Apache Paimon

At its core, Apache Paimon is a dynamic data lake storage, streamlined for both streaming and batch data processing. With a knack for supporting high-throughput data writing and offering low-latency data querying, it is tailored for compatibility with Flink-based Ververica Cloud. If you’re aiming to set up your data lake storage on Hadoop Distributed File System (HDFS) or Ververica Cloud, Apache Paimon is your go-to solution. Dive deeper into Apache Paimon for a comprehensive understanding.

Item	Description
Table type	Source table, dimension table, and result table
Running mode	Streaming mode and batch mode
Data format	N/A
Metric	N/A
API type	SQL API
Data update or deletion in a result table	Supported

Functionality overview

Apache Paimon offers:

Data lake storage using HDFS or VERA
Read/write capabilities for large-scale datasets, both in streaming and batch modes
Fast batch and OLAP queries
Incremental data handling; suitable for both offline and streaming data warehouses
Data pre-aggregation, storage optimization, and computation
Tracing for historical data versions
Data filtering mechanisms
Table schema modifications

Restrictions

Apache Paimon connector is only supported by Ververica Cloud for Apache Flink with Ververica Runtime (VERA) 1.0.3 and newer.

Usage

Creating an Apache Paimon table within an Apache Paimon catalog does not necessitate the configuration of the connector parameter. The syntax for this process is demonstrated in the sample code that follows.

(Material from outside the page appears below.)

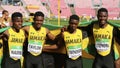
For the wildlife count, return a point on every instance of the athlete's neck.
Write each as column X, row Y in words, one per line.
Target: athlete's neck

CREATE TABLE `<your-paimon-catalog>`.`<your-db>`.paimon_table (
  id BIGINT,
  data STRING,
  PRIMARY KEY (id) NOT ENFORCED
) WITH (
  ...
);

note

If you have created an Apache Paimon table in the Apache Paimon catalog, you can directly use the table without the need to recreate a table.

In case you’re aiming to create a temporary Apache Paimon table within a catalog that belongs to a storage system other than Apache Paimon, it is mandatory to set the connector parameter and specify the storage path of the Apache Paimon table. Below is an example demonstrating the syntax needed to create an Apache Paimon table in such circumstances.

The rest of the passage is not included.